Il y a cinquante ans, l’indépendance de l’Algérie était proclamée, après 132 ans de colonisation française. À Paris, les Franco-Algériens célèbrent eux-aussi cette indépendance, même si le traumatisme de la guerre reste présent à leur esprit. Reportage.
À 10 heures, la rue du Faubourg Saint-Denis (dans le 10e arrondissement de Paris) s’anime. Les commerçants ouvrent les uns après les autres les portes de leurs bars, commerces de fruits et légumes, et autres boucheries. « Vous cherchez quoi ? », me lance Nouredine, un gérant de bar de 29 ans. « Je fais un reportage sur le cinquantième anniversaire de l’indépendance de l’Algérie, êtes-vous Algérien ?», je lui réponds. « Oui, allez-y ! ».
Quel est votre état d’esprit ? « Vive la liberté. On a récupéré notre pays, et ça fait cinquante ans que ça dure. Ça emmerde les Français, mais ce n’est pas notre problème », lâche Nouredine. Et d’ajouter « Oui, c’est bien. Il ne faut pas oublier. J’ai mes cousins qui ont fait la guerre. C’est grâce à eux que l’Algérie est libre aujourd’hui », répond-il à ma question sur le devoir de mémoire.
Dans le magasin de fruits et légumes, de l’autre côté de la rue, on ne partage pas le même enthousiasme. Nouma, vendeur de 27 ans, parle d’une liberté en demi-teinte. « L’Algérie est encore colonisée par la France. On a la même langue, les mêmes modes de vie. La culture algérienne est très influencée par la culture française. Il n’y a pas de grand changement, surtout en ce qui concerne la politique. »
Ashraf, plombier de 29 ans, accuse à son tour le coup. « N’importe quel pays qui retrouve sa liberté c’est bien. Même si on n’était pas nés à l’époque, on se sent concernés. Il n’y a pas pire que la colonisation. Les Français traitaient les gens comme des animaux en Algérie. »
« Les plaies ne sont pas encore cicatrisées »

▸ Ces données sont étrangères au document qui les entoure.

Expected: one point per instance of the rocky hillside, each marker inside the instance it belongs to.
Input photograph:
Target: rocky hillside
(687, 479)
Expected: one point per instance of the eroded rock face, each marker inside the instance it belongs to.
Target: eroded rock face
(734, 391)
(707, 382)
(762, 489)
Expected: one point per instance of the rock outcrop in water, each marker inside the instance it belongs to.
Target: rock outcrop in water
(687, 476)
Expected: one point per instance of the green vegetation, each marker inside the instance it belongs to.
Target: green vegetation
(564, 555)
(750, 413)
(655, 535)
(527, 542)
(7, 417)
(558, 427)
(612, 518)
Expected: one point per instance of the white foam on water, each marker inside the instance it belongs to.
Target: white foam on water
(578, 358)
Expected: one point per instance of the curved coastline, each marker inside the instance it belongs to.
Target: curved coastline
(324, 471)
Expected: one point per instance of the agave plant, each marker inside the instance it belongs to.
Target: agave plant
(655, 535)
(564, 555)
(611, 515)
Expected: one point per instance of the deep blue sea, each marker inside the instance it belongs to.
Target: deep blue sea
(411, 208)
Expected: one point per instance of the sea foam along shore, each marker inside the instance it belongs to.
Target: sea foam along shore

L’avis de ces Franco-Algériens est relayé par l’Union de la communauté algérienne de Paris (UCAP). « C’est à la fois un jour de fête, parce que c’est le 50e anniversaire, mais également un jour de recueillement car il faut rendre hommage à nos martyrs tombés sous les balles assassines de la France coloniale », déclare Me Maadi Reda, le président de l’association. « Ces histoires doivent amener la France à s’excuser. Comme Chirac l’a fait pour l’Arménie, un pays qui reconnait ses erreurs en sortira grandi. Pourquoi ce proverbe ne s’appliquerait pas à l’Algérie ? » Si le président de l’UCAP ne veut pas entendre parler du devoir de mémoire, il dénonce l’oubli et fustige « l’instrumentalisation coloniale ». Ce qui reviendrait, selon lui, à battre en brèche la discrimination, le racisme et à traiter dignement tous les immigrés qui vivent en France.